The stock has reported an interim dividend of Rs 15 a share for the second quarter. According to the ICICI Direct report, the firm expected to give Rs 20 per share dividend for the current year of which Rs 15 was already announced. The brokerage firm also expects Rs 22 and Rs 25 annual dividend from the firm in the subsequent years.
"Coal India has been a role model stock of being appreciative in terms of value rising by around 50 percent in the past one year coupled with an attractive dividend payout ratio that culminates into a healthy dividend yield. So, it is not mere luck for investors but a pair of luck. With this estimated dividend, we expect the yield is either likely to remain attractive or appreciation will follow in the stock. Either way, the investor in the stock will rejoice," an analyst said on condition of anonymity.
The company reported a 106 percent on-year growth in consolidated net profit at Rs 6,044 crore. Sequentially, the profit was down 32 percent. Consolidated revenue for the state-owned coal producer surged 28 percent on-year to Rs 29,838 crore. On a sequential basis, the revenue was 15 percent lower.
"We believe the world has come to terms that fossil fuel cannot be ignored, at least in the near term. Under-investment by the developed economies in the last decade has proven expensive with no alternate sources of Russian NG in sight other than coal," Motilal Oswal said in its recent note.
The brokerage firm has maintained the 'buy' rating on the stock and increased its target price to Rs 325, up 30 percent from current market price.
"Renewables continue to be unreliable with problems either related to (a) availability or (b) costs or (c) storage or (d) safety. As a result, dependence on coal is likely to increase in the near term whether investors prefer the same or not," the report added.
The company produced 139.2 million tonnes (MT) of coal during the quarter, thereby registering an increase of 11 percent from the last year. On a sequential basis, however, the production of coal declined 13 percent. The offtakes for the quarter at 154.5 MT were up 5 percent on-year but were down 13 percent on a sequential basis.
"High demand for domestic coal due to high thermal power PLFs and elevated international coal prices resulted in higher e-auction premiums. This makes us believe CIL will continue to post high growth in subsequent quarters and clock a much better FY23 in terms of volumes and prices," said ICICI Direct in a note to investors.

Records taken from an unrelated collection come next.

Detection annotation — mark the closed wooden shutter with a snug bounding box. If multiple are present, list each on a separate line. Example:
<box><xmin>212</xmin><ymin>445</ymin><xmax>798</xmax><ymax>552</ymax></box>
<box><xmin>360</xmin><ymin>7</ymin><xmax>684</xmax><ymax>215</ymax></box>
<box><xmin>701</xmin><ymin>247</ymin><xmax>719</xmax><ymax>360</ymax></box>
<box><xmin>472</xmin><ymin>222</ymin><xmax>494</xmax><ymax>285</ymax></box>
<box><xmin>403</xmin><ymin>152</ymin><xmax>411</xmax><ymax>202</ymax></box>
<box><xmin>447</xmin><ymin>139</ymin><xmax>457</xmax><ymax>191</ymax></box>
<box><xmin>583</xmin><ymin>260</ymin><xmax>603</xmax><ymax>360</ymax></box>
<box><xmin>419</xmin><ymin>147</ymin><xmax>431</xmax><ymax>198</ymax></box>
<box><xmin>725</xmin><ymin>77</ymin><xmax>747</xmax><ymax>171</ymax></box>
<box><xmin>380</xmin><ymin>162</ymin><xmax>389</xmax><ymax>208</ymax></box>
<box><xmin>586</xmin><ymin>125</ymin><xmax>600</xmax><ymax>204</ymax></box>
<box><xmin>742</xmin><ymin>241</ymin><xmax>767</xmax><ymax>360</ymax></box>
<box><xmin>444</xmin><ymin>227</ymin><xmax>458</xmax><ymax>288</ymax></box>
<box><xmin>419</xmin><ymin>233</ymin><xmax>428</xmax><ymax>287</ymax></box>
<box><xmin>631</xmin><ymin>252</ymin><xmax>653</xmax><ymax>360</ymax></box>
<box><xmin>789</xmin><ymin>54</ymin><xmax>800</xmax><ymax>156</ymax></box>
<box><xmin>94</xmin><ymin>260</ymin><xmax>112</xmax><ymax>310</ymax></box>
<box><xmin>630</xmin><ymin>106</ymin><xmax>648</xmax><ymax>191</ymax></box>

"It expects e-auction volumes at 80-90mnte at high premiums in FY23. Considering the better-than-expected performance in H1FY23, we revise our estimates. We increased our volume estimate for FY24 to 730mnte from 725mnte. We also increased our e-auction realisation estimates for FY23E (now Rs4,000/te, earlier Rs3,200/te) and FY24 (now Rs2,400/te, earlier Rs2,250/te)", ICICI Securities report added.
The stock now has 20 buy ratings, 2 holds and 4 sell ratings, according to Bloomberg.